Saturday, 22 March 2008 — 8:50pm | Literature

The final debating competition of my undergraduate career ended much the same way as the previous National Championship I’d attended: with a cosmic phenomenon for sad and lucky eyes. This time, it happened at the end of a stroll along the perimeter of the Halifax Citadel with an entourage of my fellow prairie kids, bellies full of seafood one and all. And while it wasn’t a festival of colours like that aurora from above, consider this: posing for a dockside photograph with Theodore Tugboat was not the highlight of the evening.

We had set out on a pilgrimage to a tree of legend. Not a tree of life or knowledge, mind you: just the sort of nondescript roadside outgrowth from which they tend to hang banners of public interest with captivating messages like “Children Act Fast… So Do Poisons!”, or whatever fits the awareness week of the week.
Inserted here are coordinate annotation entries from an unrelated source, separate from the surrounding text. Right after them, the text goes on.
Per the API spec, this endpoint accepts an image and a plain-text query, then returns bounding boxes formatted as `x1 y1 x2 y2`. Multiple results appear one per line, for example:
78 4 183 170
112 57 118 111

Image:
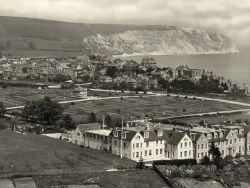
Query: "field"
34 170 168 188
65 96 250 120
174 113 250 124
0 130 134 175
0 87 76 107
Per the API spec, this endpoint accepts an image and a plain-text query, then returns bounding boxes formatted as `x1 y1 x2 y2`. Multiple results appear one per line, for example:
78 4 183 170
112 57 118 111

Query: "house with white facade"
165 130 193 159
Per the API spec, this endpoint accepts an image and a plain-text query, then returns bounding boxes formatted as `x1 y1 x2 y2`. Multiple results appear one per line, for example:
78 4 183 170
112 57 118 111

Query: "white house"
165 131 193 159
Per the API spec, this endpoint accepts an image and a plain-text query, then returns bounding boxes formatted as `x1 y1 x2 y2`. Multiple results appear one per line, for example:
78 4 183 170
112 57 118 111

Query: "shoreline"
112 51 240 58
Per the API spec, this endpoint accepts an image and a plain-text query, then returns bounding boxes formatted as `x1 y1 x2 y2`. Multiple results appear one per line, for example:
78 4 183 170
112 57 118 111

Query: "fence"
153 165 185 188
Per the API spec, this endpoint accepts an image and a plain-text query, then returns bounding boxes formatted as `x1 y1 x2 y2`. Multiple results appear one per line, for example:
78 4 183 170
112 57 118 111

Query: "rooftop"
86 129 111 136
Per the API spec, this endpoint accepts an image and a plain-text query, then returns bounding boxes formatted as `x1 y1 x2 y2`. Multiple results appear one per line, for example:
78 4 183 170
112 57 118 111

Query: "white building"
165 131 193 159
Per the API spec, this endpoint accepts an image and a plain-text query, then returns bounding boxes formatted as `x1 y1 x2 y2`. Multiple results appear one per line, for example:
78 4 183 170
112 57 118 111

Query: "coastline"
113 51 240 58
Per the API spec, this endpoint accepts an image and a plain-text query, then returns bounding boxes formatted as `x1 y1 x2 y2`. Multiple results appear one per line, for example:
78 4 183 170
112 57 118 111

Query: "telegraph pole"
120 116 123 159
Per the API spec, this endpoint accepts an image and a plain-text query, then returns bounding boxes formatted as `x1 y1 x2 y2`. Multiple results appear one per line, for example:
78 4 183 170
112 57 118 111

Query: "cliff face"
0 17 238 55
84 28 239 55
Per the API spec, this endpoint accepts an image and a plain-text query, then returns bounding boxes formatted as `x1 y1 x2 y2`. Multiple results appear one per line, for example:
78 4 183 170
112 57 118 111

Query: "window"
136 152 140 158
144 132 149 138
114 131 118 137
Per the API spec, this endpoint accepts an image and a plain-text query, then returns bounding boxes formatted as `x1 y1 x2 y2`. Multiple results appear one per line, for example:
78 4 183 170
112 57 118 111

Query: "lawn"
65 96 249 120
176 112 250 124
34 170 168 188
0 87 76 107
0 130 135 174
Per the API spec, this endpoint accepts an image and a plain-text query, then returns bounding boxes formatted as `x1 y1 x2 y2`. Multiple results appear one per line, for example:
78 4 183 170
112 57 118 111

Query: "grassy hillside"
0 17 238 56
We embarked on our quest to pay tribute to a former adventurer of our company, now departed. (No, he’s not dead, but he’s a lawyer these days, and if you’re Shakespeare’s Henry VI it’s all the same to you.)

There was no banner that night; doubtless, the hundreds of passing Nova Scotian motorists had nary a clue as to what they had to be aware of for the next seven days. Still, I think we found the right tree. It was lonely, attached to a faint and banner-friendly cable, and just waiting to be climbed. But that’s not how we knew.

We knew because, as we circled the tree and sang an anthem to the stars, the moon wrapped itself in a ghostly halo. Yes, said Artemis herself, you’re in the right place. The word, as it were, is paraselene: like a parhelion, but by night. I hear they call it a moondog, but I don’t like dogs. Half the fun of science is the Latin.

I mention this encounter because, loath as I am to employ this space for obituaries (except in very special circumstances), I can’t ignore that Arthur C. Clarke has died. They buried him irreligiously to the clarion call of Strauss’s “Zarathustra”, as we always knew they would, though I personally always imagined they would shoot him into space.

So passes the last elder statesman of the cohort of authors that predicted and defined the Future of Humanity. It’s strange to think of a world where Mr. Clarke is no longer at his Colombo redoubt, gazing at the celestial mystery theatre with the rest of us stranded, earthbound denizens. Aside from that, I don’t have much to add to the tributes of those more learned and eloquent than myself. The moon glowed at me the other night. That’s the extent of my story.

I’m not the Clarke specialist in the family. That would be my father, steward of an extensive basement library of space odysseys, rendezvous with Rama and childhood’s ends. But in recognition of Clarke’s Third Law, perhaps I can offer this simple paraphrase: any sufficiently advanced science fiction author is indistinguishable from a magician.

It’s the twenty-first century, and we’re still up to his old tricks.